Although organic herbicide might not be suitable for large-scale industrial agriculture, it still has its place as a safe alternative. Organic herbicides are a type of herbicide that is made from organic or natural ingredients. Organic herbicides are herbicides derived from natural sources and made from plants, animals, or mineral products. This means that the chemicals used in organic herbicides are not synthesized artificially in a lab. However, organic herbicides typically have lower toxicity than synthetic herbicides, but they can be more expensive and may take longer to work.

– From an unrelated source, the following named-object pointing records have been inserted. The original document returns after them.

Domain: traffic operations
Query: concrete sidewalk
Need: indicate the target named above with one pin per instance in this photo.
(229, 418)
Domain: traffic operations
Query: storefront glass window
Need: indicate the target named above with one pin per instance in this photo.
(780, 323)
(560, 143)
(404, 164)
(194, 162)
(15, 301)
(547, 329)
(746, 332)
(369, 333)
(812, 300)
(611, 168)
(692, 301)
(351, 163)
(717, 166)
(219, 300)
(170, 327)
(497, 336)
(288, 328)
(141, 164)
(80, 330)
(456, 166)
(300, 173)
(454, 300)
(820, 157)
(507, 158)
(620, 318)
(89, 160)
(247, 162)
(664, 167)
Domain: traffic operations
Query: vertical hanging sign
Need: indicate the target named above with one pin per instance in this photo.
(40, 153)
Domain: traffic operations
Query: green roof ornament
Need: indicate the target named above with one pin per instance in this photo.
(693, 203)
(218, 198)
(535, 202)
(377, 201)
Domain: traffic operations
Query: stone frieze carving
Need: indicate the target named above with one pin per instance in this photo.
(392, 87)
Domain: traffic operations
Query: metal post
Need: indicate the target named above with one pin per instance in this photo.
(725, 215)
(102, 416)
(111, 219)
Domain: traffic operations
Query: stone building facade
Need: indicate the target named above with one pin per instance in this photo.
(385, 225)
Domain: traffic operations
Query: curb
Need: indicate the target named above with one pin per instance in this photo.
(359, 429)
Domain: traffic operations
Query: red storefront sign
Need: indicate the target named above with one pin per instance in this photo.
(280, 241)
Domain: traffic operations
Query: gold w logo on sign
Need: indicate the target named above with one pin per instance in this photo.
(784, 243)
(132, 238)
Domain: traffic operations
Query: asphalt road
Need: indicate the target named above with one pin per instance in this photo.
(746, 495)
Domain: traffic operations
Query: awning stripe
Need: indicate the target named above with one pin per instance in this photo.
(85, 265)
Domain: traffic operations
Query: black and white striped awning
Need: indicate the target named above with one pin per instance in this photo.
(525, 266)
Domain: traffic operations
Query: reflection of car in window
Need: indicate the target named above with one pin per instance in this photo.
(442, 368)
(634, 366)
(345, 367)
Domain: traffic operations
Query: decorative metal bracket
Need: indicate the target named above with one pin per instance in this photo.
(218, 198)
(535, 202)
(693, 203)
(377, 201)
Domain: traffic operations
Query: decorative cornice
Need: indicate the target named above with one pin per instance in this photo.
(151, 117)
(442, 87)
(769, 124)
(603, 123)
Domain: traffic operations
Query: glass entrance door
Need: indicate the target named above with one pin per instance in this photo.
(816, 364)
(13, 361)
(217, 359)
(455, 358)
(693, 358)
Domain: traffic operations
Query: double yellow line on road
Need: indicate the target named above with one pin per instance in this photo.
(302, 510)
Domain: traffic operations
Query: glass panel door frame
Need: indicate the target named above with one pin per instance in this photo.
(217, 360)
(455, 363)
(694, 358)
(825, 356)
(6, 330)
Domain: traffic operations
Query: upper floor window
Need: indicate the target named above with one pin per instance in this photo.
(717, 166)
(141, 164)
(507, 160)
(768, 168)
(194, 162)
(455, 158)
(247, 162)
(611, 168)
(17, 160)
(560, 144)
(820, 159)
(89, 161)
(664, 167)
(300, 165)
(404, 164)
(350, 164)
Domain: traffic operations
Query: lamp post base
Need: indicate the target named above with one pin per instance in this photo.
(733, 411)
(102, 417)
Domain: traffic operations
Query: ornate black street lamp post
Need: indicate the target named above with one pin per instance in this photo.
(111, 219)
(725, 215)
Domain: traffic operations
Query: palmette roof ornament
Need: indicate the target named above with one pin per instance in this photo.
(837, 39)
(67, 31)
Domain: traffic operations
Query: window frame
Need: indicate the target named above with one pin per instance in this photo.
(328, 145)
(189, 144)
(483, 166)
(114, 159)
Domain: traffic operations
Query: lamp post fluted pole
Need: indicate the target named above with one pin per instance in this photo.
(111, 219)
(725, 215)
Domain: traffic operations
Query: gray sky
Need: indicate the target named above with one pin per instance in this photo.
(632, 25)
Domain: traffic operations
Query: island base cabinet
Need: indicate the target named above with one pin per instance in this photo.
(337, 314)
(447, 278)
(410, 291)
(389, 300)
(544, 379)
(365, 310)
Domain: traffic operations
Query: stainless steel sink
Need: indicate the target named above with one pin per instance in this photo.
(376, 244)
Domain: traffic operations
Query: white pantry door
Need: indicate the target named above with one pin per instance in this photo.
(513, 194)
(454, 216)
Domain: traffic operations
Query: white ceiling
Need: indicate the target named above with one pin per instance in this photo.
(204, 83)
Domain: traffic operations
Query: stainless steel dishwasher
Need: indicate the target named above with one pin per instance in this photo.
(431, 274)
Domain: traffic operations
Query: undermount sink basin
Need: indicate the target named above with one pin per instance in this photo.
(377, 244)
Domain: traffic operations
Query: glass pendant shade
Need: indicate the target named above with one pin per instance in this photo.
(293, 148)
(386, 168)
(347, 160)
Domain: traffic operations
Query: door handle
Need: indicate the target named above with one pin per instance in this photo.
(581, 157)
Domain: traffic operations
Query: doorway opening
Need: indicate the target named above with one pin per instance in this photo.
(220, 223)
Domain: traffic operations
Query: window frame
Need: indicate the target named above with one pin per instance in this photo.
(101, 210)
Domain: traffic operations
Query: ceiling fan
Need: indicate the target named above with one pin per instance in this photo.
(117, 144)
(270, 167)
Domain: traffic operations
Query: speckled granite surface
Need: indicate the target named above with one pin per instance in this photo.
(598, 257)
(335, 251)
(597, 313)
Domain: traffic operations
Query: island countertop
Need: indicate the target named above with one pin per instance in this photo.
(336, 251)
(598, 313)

Some examples include:
- Weed Pharm (active ingredient: acetic acid)
- C-Cide (active ingredient: citric acid)
- GreenMatch (active ingredient: d-limonene)
- Matratec (active ingredient: clove oil)
- WeedZap (active ingredient: clove and cinnamon oil)
- GreenMatch EX (active ingredient: lemongrass oil)
How Do Organic Herbicides Work?
Some organic herbicides work by killing a plant’s ability to produce chlorophyll or other nutrients needed for growth, while others work by preventing photosynthesis from occurring. These organic herbicides kill existing weeds but are ineffective against new weeds that emerge later. This means that they need to be used consistently. Furthermore, organic products effectively suppress weeds when they are small but not when the plants are older.
How Do You Apply Organic Herbicides?
It is important to remember that organic herbicides only affect the plant matter they touch, so it is vital to spray thoroughly. Nevertheless, you can often apply organic chemicals similarly to other options like Glyphosate, i.e., via spraying. In fact, due to its kill-on-contact nature, spraying is typically the only viable option.
- They are far safer for both flora and fauna.
- They have similar effects to most synthetic herbicides on the market.
- The compounds break down quickly and naturally into the surrounding environment.
- Organic herbicides can be ineffective against robust weeds.
- They are sometimes more expensive in large quantities.
- They might not provide adequate weed control for industrial farmers.
Although Paraquat has proven its ability to destroy weeds effectively, it comes with a range of unpleasant and sometimes deadly consequences. Even though it is still available for commercial use in some countries, numerous safer alternatives exist and produce similar outcomes.